Psychoeducation

A third option is to provide psychoeducation for families; this may occur in tandem with assessment as a part of a "family meeting." The case conceptualization should guide how the psychoeducation is presented and what aspects are emphasized. Psychoeducation may be helpful for a number of different reasons. First, it may be particularly important when family members are very critical of the patient's behavior. Very critical family members often believe that the patient's negative behavior is controllable, and they may blame the patient for his/her symptoms (Barrowclough & Hooley, 2003). Psychoeducation may help family members to make more benign attributions for their relative's behavior (e.g., "It's not that he is lazy, it is that he is depressed"). This in turn may decrease criticism.

Second, psychoeducation may help family members who are unsure about how best to help their depressed relative. Should they leave him alone? Encourage him to do things? Try to get him to talk to them? The therapist, the depressed individual, and his family members may discuss what types of behaviors on the part of the family members are most helpful. For example, as a group, they may decide that the depressed person needs gentle encouragement to get out of the house, attend social events, exercise, and so forth. They may come to see that their previous strategy (of avoiding the patient when he was depressed and irritable) may have served to maintain the depression. This change in point of view may result not only in increased support for the patient engaging in positive behavior change, but also in increased feelings of efficacy and hopefulness on the part of the family members.
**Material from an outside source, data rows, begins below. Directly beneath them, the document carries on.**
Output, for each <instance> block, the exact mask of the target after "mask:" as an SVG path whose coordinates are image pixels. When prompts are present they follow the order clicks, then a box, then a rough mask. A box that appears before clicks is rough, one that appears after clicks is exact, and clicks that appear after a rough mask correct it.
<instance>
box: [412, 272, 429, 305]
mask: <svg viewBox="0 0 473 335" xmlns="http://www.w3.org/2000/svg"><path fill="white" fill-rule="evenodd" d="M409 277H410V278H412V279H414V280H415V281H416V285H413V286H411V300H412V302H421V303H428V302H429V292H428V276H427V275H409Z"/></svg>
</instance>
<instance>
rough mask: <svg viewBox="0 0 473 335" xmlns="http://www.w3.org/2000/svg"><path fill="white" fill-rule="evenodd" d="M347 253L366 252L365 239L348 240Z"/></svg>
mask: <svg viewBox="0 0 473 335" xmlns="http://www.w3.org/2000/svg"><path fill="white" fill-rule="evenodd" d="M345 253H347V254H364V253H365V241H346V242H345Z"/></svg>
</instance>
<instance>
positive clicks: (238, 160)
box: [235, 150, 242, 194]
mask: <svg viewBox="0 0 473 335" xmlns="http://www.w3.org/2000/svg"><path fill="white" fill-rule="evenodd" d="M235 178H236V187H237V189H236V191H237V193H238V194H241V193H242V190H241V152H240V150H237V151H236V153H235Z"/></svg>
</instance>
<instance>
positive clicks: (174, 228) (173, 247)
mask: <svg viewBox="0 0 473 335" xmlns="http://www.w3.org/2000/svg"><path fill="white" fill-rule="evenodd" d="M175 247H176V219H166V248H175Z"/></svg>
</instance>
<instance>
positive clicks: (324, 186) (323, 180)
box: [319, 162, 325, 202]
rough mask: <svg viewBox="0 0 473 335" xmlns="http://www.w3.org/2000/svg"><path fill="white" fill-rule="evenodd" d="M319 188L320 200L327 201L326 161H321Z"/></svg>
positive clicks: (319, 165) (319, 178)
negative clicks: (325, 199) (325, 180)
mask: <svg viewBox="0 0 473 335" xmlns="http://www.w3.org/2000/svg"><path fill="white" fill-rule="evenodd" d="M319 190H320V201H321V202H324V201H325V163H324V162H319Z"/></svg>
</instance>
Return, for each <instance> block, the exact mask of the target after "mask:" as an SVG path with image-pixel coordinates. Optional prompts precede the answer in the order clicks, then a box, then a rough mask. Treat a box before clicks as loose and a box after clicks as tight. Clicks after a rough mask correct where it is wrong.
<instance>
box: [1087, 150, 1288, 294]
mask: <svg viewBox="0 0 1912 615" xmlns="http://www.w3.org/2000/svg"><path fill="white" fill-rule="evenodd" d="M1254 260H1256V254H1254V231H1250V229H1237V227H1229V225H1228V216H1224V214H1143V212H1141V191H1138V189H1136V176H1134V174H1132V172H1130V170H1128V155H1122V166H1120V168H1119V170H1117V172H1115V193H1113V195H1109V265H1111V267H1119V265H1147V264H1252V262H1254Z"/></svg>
Third, psychoeducation about the process of treatment may also be helpful. Family members may have misconceptions about therapy that interfere with providing necessary emotional and instrumental support to help the patient attend therapy sessions. For example, if family members believe that the patient spends therapy sessions just complaining about them, and that the therapist blames the family members for the patient's problems, they may be less willing to care for children so that the patient may attend his/ her session. Another family member may believe that psychotherapy will go on for many years, and be concerned about the potential cost. If family members have an accurate understanding about what treatment involves, they may be more willing to facilitate the patient attending therapy.

In general, "psychoeducation" consists of an explanation of the symptoms of depression, their consequences for family and work functioning, and an explanation of treatment of depression. Therapists may also review potential causes of the patient's depression (always emphasizing the multiple factors that interact, and avoiding any type of approach that may be construed as blaming the family). To target the psychoeducation session to a particular family's needs, the cognitive therapist may begin by inquiring about family members' beliefs and knowledge about depression, about the patient's behavior, about how they should react to the patient, and about therapy and treatment. It is always useful to provide written materials to family members that reinforce the points covered during this session.

One caveat about psychoeducation: Although increased knowledge may help family members to modify negative cognitions about the patient or therapy, it does not guarantee that behavior change will occur. More intensive family therapy may be needed to help family members change established negative behavior patterns.